De la même manière, nous avions déjà souligné les limites des conclusions à tirer du TEIMS (les Tendances de l'enquête internationale sur la mathématique et les sciences, dont le rapport fait état) mené en 2003 et qui sonde deux groupes d'élèves, ceux de 2e secondaire et ceux de la 4e année du primaire. Dans les deux cas, les résultats des jeunes Québécois avaient fortement baissé. Or, à cette époque, les élèves du secondaire n'étaient pas du tout passés par la réforme et, au primaire, elle commençait tout juste, cahin-caha, à s'appliquer.
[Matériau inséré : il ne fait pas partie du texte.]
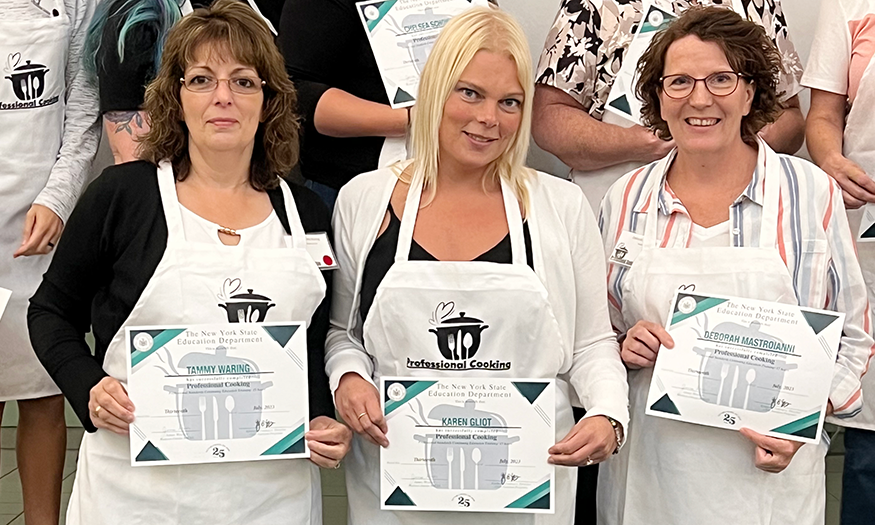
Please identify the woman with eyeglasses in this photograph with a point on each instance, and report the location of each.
(161, 242)
(722, 214)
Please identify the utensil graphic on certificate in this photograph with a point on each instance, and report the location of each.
(746, 363)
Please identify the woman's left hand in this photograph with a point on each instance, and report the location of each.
(328, 440)
(591, 441)
(772, 454)
(42, 228)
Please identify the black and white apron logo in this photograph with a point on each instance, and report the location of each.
(28, 84)
(245, 307)
(458, 340)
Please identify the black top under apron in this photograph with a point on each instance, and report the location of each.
(382, 257)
Néanmoins, il est absolument «dérangeant», pour reprendre l'expression du ministre de l'Éducation Jean-Marc Fournier, de constater la baisse fulgurante du taux de réussite, en français, des élèves de 6e année issus de la première cohorte de la réforme en 2005 par rapport aux élèves en 2000. La baisse est générale chez les garçons, mais on la voit aussi chez les filles en syntaxe et en orthographe. Or ces résultats, objectifs, se couplent au constat d'une enquête menée par le ministère auprès des enseignants au printemps dernier : seule une petite minorité d'entre eux estime que la réforme aide les élèves à mieux réussir à l'école. C'est une conclusion tragique, car c'était là son objectif premier.
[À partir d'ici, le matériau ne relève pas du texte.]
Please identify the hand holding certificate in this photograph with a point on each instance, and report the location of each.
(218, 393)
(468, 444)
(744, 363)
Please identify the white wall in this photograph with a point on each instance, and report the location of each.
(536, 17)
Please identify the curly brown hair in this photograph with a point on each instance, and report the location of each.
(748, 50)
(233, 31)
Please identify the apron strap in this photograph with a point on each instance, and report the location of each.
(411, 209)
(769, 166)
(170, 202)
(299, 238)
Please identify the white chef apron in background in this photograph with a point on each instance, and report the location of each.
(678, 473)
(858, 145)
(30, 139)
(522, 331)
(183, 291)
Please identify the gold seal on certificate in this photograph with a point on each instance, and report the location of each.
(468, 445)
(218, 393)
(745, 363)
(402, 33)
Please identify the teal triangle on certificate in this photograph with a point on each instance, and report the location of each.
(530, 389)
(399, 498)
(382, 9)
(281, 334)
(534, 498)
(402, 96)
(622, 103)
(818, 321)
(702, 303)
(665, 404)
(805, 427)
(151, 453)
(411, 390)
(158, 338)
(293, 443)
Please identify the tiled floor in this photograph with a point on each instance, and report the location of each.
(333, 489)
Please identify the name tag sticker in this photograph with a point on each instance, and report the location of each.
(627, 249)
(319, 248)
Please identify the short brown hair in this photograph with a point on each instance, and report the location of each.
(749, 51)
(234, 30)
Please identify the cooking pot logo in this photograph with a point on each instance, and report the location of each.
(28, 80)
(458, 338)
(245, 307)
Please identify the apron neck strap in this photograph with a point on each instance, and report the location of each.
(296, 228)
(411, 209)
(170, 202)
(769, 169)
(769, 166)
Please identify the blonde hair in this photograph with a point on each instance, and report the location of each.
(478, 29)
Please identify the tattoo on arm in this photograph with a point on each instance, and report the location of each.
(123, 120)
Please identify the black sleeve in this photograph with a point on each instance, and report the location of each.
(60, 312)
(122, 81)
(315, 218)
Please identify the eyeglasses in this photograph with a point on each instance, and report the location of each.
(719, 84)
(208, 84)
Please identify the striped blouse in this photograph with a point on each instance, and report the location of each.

Pourtant, le ministre Fournier a pleinement raison de vouloir garder le cap sur la réforme parce que celle-ci n'est pas que le bric-à-brac pédagogique à laquelle plusieurs aimeraient la réduire. Le rapport rappelle d'ailleurs ce que chaque ministre de l'Éducation dit depuis des années : l'enseignant a le choix des méthodes. L'enseignement magistral est tout aussi le bienvenu que celui par projet ou par coopération. Ce qui compte, c'est de faire passer la matière, pas de faire joujou avec des concepts.

Il faudrait aussi rappeler que la réforme n'est pas non plus une invention de fonctionnaires. Elle est le fruit de la vaste consultation publique des États généraux sur l'éducation, menée en 1995, et qui avait transmis le message suivant : l'école est plate, peu exigeante pour les élèves, peu stimulante pour les enseignants, éparpillée dans une foule de directions, sans lien entre les différents apprentissages, trop uniforme dans les manières d'enseigner, trop obsédée par l'évaluation, trop figée par les conventions collectives... Un regard sévère qui témoignait en fait d'une formidable envie de réveiller cette école endormie.
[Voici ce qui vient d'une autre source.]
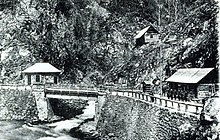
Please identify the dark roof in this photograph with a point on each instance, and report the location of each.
(149, 29)
(190, 75)
(42, 68)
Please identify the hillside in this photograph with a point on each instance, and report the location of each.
(93, 41)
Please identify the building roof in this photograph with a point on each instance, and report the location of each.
(190, 75)
(150, 29)
(42, 68)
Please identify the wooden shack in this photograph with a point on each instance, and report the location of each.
(192, 82)
(41, 73)
(147, 35)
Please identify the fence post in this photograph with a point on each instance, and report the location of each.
(186, 109)
(160, 102)
(179, 106)
(197, 109)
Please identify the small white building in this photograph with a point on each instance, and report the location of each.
(147, 35)
(41, 73)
Pour ce faire, plusieurs solutions se sont dégagées, qui devaient s'entremêler, mais qui ont fini par s'exclure, à cause du manque de préparation du ministère, de l'obstruction des syndicats, des débats de pédagogues et de la méfiance (justifiée, l'école étant si souvent montrée du doigt !) des enseignants sur le terrain.
Or le coeur de la proposition des États généraux, pour le primaire et le secondaire, c'était de revenir aux cours essentiels, d'en rehausser le niveau et d'offrir des «fondements à une culture générale solide». À côté des objectifs de savoir-faire, savoir-être et de savoir-vivre-ensemble (qui ne sont pas une bibitte québécoise, mais les termes employés par Jacques Delors, l'ancien président de la Commission européenne, dans un rapport sur l'éducation remis à l'UNESCO en 1996), il y avait donc au premier plan celui du savoir, avec une insistance particulière sur le français.
Les chicanes autour des méthodes de la réforme et de son évaluation ont fait perdre de vue cet objectif, mais il est loin d'être trop tard pour corriger le tir. Les recommandations du rapport de la Table de pilotage mettent maintenant l'accent sur le contenu à faire passer aux élèves. Bravo. D'autant que ces élèves, grâce à la réforme, sont plus motivés qu'avant, constatent par ailleurs une majorité de profs. C'est en soi une excellente raison pour ne pas reculer.